REST API

FastAPI server exposing the Pensyve memory runtime over HTTP.

uvicorn pensyve_server.main:app --reload

Base URL: http://localhost:3000

Authentication

Auth is opt-in. Set PENSYVE_API_KEYS to a comma-separated list of keys. When set, every request must include:

Authorization: Bearer your-api-key

When PENSYVE_API_KEYS is unset, all endpoints are open.

Pagination

Recall and inspect endpoints support cursor-based pagination. Pass cursor (a memory ID) to fetch the next page. The response includes a cursor field — null when there are no more results.

Endpoints

`GET /v1/health`

Health check.

Response:

{ "status": "ok", "version": "0.1.0" }

curl http://localhost:3000/v1/health

`POST /v1/entities`

Create or get an entity.

Request body:

Field	Type	Default	Description
`name`	`string`	required	Entity name
`kind`	`string`	`"user"`	`"agent"`, `"user"`, `"team"`, or `"tool"`

Response: 200

{
  "id": "550e8400-e29b-41d4-a716-446655440000",
  "name": "alice",
  "kind": "user"
}

curl -X POST http://localhost:3000/v1/entities \
  -H "Content-Type: application/json" \
  -d '{"name": "alice", "kind": "user"}'

`POST /v1/remember`

Store a semantic memory about an entity.

Request body:

Field	Type	Default	Description
`entity`	`string`	required	Entity name
`fact`	`string`	required	The fact to store
`confidence`	`number`	`0.8`	Confidence in `[0, 1]`

Response: 200

{
  "id": "a1b2c3d4-...",
  "content": "Alice prefers dark mode",
  "memory_type": "semantic",
  "confidence": 0.8,
  "stability": 1.0,
  "score": null
}

curl -X POST http://localhost:3000/v1/remember \
  -H "Content-Type: application/json" \
  -d '{"entity": "alice", "fact": "Alice prefers dark mode"}'

When PENSYVE_TIER2_ENABLED=true, additional facts are automatically extracted via LLM and stored alongside the explicit fact.

`POST /v1/recall`

Search memories.

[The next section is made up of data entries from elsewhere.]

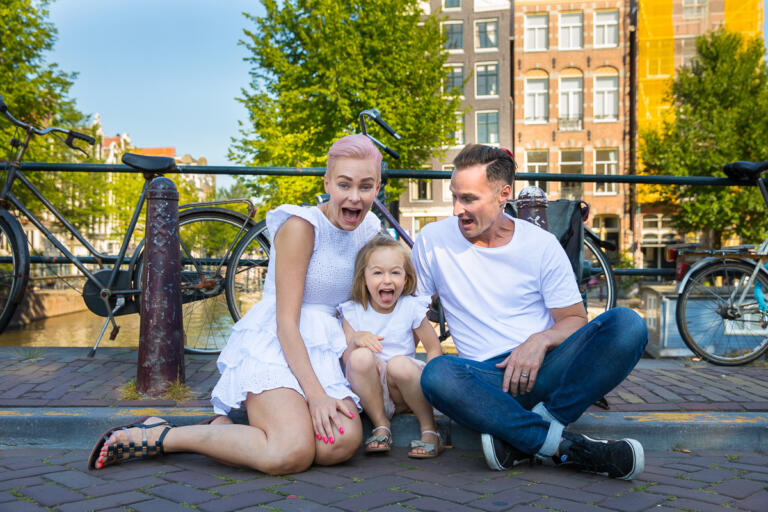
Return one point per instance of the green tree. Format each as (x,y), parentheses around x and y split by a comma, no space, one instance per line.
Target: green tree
(720,115)
(317,64)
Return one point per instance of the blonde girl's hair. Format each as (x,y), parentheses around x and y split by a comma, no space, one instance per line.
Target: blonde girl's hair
(360,293)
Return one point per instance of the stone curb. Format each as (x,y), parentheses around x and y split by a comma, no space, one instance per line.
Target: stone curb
(78,428)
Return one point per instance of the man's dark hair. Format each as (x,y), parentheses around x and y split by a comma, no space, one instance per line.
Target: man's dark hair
(501,165)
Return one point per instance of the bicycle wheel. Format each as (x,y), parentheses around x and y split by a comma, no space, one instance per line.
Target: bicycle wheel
(248,270)
(715,322)
(207,238)
(14,267)
(597,284)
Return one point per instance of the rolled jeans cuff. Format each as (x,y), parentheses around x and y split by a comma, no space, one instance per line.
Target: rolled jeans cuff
(554,434)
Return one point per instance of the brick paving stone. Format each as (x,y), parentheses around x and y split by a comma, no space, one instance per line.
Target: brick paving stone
(313,492)
(193,478)
(115,500)
(181,493)
(373,500)
(159,504)
(432,504)
(20,482)
(378,483)
(298,505)
(239,501)
(438,491)
(698,495)
(21,506)
(74,479)
(51,494)
(251,485)
(710,475)
(122,486)
(560,492)
(633,501)
(740,488)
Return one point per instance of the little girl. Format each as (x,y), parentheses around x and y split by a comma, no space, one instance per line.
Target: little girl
(382,323)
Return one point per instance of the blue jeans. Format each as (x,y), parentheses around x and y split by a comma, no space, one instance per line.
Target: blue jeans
(584,368)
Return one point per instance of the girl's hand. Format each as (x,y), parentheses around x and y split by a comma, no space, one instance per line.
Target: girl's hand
(367,339)
(326,419)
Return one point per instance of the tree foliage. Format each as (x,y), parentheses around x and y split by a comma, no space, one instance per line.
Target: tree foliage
(720,107)
(318,63)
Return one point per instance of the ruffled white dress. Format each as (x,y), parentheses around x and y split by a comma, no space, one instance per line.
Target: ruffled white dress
(253,360)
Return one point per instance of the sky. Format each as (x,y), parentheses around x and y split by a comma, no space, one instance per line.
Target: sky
(166,72)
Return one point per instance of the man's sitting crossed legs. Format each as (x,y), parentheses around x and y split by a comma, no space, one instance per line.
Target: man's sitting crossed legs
(529,363)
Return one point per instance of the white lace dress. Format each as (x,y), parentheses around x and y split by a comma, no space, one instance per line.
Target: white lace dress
(253,360)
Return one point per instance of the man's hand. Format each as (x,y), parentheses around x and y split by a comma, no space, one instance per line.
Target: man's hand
(367,339)
(523,363)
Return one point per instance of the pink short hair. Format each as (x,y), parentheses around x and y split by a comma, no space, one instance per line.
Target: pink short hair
(354,146)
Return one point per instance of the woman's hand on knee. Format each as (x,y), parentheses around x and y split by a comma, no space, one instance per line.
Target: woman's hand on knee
(326,418)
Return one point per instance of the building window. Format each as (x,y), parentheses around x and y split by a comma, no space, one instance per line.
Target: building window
(454,79)
(536,100)
(421,190)
(536,32)
(537,161)
(454,32)
(607,227)
(607,162)
(488,127)
(606,29)
(571,99)
(693,9)
(606,98)
(487,79)
(447,194)
(571,31)
(571,162)
(420,222)
(486,34)
(457,136)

Fuses vector, BM25, graph, recency, and other signals.

Request body:

Field	Type	Default	Description
`query`	`string`	required	Search query
`entity`	`string \| null`	`null`	Filter to a specific entity
`limit`	`integer`	`5`	Max results per page
`types`	`string[] \| null`	`null`	Filter by memory type: `"episodic"`, `"semantic"`, `"procedural"`

Query parameters:

Param	Type	Description
`cursor`	`string \| null`	Memory ID to paginate from

Response: 200

{
  "memories": [
    {
      "id": "a1b2c3d4-...",
      "content": "Alice prefers dark mode",
      "memory_type": "semantic",
      "confidence": 0.8,
      "stability": 1.0,
      "score": 0.87
    }
  ],
  "contradictions": [],
  "cursor": null
}

The contradictions array is populated only when Tier 2 extraction is enabled. Each entry is {"description": "..."}.

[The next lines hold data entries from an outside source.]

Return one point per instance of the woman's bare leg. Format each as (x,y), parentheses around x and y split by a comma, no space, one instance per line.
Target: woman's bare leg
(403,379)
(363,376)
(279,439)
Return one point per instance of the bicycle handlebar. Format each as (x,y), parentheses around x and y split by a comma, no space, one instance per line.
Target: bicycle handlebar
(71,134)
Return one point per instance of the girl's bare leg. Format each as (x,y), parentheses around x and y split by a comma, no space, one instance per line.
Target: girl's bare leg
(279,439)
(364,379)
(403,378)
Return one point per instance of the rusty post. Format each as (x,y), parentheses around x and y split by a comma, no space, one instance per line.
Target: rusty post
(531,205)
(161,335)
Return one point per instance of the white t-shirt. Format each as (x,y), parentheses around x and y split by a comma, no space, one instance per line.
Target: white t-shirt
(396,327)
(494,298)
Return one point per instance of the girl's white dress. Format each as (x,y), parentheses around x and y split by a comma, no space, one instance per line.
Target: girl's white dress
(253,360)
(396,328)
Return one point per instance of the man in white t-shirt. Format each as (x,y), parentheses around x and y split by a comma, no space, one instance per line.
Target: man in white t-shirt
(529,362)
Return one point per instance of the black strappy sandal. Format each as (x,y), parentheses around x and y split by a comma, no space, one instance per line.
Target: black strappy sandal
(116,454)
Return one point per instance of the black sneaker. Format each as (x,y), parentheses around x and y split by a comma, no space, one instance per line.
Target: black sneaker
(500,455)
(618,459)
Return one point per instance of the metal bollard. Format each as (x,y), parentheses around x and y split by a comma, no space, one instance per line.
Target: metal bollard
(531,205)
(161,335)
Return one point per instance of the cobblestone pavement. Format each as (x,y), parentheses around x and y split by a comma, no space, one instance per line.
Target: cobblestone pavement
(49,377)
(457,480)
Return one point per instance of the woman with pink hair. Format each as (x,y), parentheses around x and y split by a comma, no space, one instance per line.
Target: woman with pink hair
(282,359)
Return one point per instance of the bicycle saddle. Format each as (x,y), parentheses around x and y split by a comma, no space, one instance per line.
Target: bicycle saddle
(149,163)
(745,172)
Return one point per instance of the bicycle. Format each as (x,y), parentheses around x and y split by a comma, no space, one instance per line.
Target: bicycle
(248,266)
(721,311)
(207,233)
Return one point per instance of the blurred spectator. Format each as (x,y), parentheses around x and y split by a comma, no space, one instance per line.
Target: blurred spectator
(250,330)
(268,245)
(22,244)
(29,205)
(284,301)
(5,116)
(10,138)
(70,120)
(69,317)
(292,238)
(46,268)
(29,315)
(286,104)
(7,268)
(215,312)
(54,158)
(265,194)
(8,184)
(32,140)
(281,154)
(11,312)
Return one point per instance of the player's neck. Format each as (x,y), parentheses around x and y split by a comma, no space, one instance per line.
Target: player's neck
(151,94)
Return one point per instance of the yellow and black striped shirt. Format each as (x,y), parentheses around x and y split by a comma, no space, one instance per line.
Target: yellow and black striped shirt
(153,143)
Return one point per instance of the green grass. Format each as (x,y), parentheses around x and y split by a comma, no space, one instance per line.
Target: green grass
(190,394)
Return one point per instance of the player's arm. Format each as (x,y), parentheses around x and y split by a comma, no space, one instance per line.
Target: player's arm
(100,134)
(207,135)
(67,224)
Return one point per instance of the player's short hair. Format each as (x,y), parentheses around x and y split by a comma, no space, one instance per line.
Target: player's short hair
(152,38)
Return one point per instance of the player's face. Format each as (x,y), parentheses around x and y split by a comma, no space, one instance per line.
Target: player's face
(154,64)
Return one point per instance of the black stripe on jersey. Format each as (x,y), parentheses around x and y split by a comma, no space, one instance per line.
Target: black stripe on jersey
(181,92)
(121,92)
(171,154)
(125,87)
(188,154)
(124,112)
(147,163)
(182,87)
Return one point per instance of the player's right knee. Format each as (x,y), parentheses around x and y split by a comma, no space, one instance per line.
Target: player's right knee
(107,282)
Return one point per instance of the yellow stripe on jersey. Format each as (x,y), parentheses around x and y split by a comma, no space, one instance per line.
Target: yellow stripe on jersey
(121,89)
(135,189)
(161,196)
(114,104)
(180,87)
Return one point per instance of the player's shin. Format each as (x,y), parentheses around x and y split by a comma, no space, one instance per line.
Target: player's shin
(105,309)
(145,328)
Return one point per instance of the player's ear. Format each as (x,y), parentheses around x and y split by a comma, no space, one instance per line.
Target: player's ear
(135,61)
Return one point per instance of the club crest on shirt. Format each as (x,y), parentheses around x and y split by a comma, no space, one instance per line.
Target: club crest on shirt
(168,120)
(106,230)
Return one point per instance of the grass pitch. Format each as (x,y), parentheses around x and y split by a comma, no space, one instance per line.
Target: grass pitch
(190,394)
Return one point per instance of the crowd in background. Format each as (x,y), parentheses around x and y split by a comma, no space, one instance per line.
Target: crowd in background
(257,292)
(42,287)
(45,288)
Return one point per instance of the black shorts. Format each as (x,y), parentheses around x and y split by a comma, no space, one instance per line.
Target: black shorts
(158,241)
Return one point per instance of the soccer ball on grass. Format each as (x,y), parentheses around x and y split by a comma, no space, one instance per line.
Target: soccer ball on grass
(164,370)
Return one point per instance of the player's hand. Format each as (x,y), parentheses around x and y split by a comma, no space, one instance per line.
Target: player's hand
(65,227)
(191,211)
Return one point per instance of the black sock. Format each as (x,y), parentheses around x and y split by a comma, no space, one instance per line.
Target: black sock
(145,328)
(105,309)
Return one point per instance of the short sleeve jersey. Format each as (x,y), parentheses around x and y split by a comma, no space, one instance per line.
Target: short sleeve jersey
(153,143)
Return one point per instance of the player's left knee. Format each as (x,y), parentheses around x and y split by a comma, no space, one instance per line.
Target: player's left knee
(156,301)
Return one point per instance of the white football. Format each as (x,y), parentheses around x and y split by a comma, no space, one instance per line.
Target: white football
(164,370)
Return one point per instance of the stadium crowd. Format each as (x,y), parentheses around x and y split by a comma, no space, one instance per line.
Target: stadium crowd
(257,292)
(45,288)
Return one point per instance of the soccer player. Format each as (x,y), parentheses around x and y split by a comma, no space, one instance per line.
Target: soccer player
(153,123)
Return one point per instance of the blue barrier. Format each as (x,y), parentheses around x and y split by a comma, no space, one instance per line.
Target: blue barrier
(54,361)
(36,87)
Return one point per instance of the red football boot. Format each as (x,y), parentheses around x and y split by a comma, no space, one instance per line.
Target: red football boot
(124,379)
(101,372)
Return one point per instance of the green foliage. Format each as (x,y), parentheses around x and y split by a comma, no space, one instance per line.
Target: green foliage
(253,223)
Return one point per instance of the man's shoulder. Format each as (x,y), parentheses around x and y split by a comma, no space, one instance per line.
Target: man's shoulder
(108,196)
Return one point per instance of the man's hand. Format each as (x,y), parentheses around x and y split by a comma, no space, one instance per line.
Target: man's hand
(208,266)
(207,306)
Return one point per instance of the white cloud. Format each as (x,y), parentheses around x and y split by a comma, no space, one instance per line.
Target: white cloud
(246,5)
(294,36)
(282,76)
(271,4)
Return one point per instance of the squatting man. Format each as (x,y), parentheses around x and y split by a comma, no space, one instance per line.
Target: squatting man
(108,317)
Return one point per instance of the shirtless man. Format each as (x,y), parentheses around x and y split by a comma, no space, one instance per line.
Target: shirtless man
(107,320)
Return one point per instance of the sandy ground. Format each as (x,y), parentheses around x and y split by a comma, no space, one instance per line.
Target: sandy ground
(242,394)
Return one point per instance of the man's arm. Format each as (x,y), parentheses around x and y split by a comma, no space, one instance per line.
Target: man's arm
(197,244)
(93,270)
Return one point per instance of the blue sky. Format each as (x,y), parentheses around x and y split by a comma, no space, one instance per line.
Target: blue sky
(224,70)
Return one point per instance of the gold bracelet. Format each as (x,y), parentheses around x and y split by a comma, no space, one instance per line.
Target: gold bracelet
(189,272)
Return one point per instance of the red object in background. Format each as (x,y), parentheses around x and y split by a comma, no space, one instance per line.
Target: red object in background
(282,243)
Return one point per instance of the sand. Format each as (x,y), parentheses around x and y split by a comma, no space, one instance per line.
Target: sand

curl -X POST http://localhost:3000/v1/recall \
  -H "Content-Type: application/json" \
  -d '{"query": "dark mode preference", "entity": "alice", "limit": 10}'

Search memories and cluster them by source session in one round trip. Same RRF fusion pipeline as /v1/recall, post-processed by the core engine to group results by episode_id. The canonical entry point for "memory as input to an LLM reader" workflows.

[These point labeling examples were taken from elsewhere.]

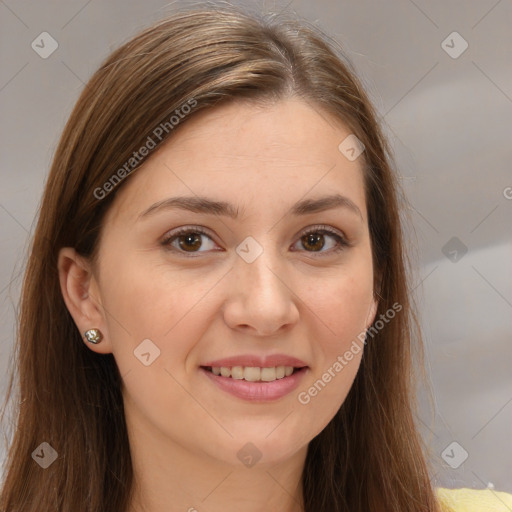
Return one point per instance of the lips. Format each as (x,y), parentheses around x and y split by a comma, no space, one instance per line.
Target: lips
(269,361)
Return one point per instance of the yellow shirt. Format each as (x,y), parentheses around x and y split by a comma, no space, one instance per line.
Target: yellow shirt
(474,500)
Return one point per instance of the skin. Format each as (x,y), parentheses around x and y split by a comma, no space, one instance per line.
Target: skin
(184,432)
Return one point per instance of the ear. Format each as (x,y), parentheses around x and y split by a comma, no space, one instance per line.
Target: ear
(81,295)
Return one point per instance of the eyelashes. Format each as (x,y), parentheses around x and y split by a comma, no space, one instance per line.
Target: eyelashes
(189,237)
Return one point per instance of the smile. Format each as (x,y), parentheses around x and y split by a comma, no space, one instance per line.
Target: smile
(255,384)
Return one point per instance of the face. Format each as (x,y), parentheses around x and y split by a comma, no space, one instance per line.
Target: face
(266,276)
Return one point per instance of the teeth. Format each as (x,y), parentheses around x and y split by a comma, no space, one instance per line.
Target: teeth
(253,373)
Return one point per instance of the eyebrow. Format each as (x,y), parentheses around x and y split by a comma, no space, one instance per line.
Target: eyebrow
(201,204)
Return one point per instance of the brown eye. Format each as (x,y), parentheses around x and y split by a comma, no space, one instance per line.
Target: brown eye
(188,240)
(315,240)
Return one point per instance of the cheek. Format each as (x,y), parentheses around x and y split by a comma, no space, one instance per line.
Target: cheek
(341,305)
(149,301)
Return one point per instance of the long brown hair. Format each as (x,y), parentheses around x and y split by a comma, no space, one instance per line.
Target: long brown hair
(370,456)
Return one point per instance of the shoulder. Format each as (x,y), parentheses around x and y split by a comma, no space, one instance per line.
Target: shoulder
(474,500)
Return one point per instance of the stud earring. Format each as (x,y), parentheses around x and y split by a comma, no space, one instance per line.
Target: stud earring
(93,336)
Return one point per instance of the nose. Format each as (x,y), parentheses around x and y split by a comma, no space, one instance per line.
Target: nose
(260,300)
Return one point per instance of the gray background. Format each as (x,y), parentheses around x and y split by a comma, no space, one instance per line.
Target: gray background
(449,120)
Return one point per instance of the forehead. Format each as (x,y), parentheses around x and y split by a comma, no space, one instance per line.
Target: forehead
(242,151)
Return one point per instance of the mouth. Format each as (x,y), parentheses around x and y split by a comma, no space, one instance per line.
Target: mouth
(255,384)
(254,373)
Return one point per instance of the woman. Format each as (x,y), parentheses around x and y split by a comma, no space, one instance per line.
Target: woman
(215,313)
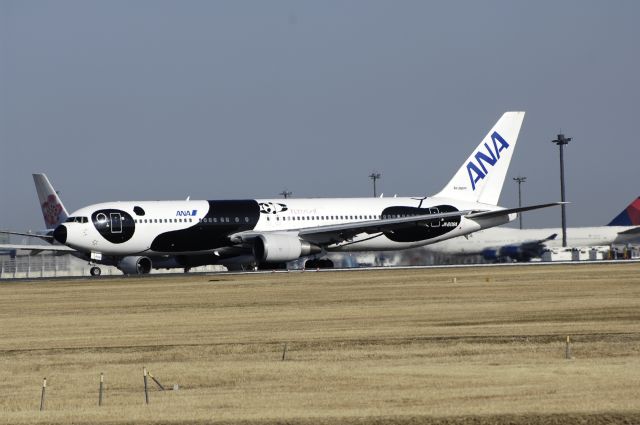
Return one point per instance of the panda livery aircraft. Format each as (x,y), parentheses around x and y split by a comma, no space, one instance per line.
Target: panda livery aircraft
(140,235)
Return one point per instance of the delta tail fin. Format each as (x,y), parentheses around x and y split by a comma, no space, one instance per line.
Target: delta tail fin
(53,211)
(481,177)
(630,216)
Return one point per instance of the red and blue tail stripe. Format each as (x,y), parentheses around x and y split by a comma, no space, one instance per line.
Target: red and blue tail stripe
(629,217)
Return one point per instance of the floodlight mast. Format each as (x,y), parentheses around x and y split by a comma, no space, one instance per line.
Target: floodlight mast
(520,180)
(374,176)
(561,141)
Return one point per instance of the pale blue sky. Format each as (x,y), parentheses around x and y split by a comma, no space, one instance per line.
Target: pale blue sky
(122,100)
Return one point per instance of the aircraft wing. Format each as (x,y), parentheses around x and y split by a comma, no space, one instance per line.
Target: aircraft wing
(35,249)
(335,233)
(48,236)
(339,232)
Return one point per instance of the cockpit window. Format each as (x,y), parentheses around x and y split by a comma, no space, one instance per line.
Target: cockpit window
(77,220)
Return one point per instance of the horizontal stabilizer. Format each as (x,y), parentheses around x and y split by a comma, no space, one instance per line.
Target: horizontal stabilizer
(499,213)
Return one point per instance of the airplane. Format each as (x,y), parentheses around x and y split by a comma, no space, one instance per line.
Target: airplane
(505,244)
(136,236)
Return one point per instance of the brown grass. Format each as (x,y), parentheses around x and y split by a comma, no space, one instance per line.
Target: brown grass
(376,347)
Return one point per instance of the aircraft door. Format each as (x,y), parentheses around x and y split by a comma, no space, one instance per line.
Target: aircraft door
(434,223)
(116,222)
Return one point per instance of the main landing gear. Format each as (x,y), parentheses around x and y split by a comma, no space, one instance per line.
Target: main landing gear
(318,264)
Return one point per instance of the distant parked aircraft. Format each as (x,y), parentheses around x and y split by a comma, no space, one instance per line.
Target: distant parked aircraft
(505,244)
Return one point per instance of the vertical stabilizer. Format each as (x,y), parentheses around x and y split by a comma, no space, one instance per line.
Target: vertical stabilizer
(53,211)
(482,175)
(630,216)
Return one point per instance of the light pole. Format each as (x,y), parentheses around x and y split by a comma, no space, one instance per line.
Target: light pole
(285,193)
(520,180)
(561,141)
(374,176)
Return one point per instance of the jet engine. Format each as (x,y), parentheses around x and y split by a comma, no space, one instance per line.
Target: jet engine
(278,248)
(134,265)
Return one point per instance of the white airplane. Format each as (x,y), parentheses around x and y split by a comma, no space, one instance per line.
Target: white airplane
(137,236)
(505,244)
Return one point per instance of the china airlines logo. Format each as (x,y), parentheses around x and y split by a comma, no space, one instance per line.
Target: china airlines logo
(51,210)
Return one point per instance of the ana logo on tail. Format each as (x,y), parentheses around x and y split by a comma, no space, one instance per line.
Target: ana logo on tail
(51,210)
(477,169)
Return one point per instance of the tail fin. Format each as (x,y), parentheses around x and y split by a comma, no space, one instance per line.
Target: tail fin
(53,211)
(482,175)
(630,216)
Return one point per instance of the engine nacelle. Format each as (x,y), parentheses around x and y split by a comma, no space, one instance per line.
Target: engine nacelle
(135,265)
(275,248)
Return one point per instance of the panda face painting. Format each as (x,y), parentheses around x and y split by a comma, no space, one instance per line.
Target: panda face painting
(272,208)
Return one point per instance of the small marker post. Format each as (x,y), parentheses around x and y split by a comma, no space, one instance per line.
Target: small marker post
(146,389)
(44,388)
(100,391)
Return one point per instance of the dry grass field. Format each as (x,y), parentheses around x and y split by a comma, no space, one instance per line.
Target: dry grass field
(381,347)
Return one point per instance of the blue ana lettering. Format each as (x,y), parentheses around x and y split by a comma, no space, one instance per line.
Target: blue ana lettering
(186,213)
(477,170)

Internal benchmarking on LongMemEval_S confirmed that this layout produces materially better reader accuracy than flat recall — moving the session-clustering step into the engine eliminates a class of consumer-side reordering bugs and matches the prompt format the underlying retrieval pipeline is tuned for.

Request body:

Field	Type	Default	Description
`query`	`string`	required	Search query
`limit`	`integer`	`50`	Max memories to consider across all groups
`order`	`"chronological" \| "relevance"`	`"chronological"`	Group ordering (oldest-first or highest-scoring-first)
`max_groups`	`integer \| null`	`null`	Optional cap on the number of returned groups

Response: 200

{
  "groups": [
    {
      "session_id": "f47ac10b-58cc-4372-a567-0e02b2c3d479",
      "session_time": "2026-01-01T10:00:00+00:00",
      "group_score": 0.92,
      "memories": [
        {
          "id": "a1b2c3d4-...",
          "content": "user: I bought three books yesterday",
          "memory_type": "episodic",
          "confidence": 1.0,
          "stability": 0.8,
          "score": 0.92
        },
        {
          "id": "b2c3d4e5-...",
          "content": "assistant: Nice — any you'd recommend?",
          "memory_type": "episodic",
          "confidence": 1.0,
          "stability": 0.8,
          "score": 0.92
        }
      ]
    },
    {
      "session_id": null,
      "session_time": "2026-02-01T09:00:00+00:00",
      "group_score": 0.51,
      "memories": [
        {
          "id": "c3d4e5f6-...",
          "content": "Alice prefers hardcover",
          "memory_type": "semantic",
          "confidence": 0.9,
          "stability": 1.0,
          "score": 0.51
        }
      ]
    }
  ]
}

session_id is null for semantic and procedural memories that have no episode ancestor — they surface as singleton groups. The default chronological order matches the LongMemEval-validated layout: oldest session first, with within-group memories in conversation order.

Errors:

400 Bad Request if order is not "chronological" or "relevance".
500 Internal Server Error if the underlying recall pipeline fails.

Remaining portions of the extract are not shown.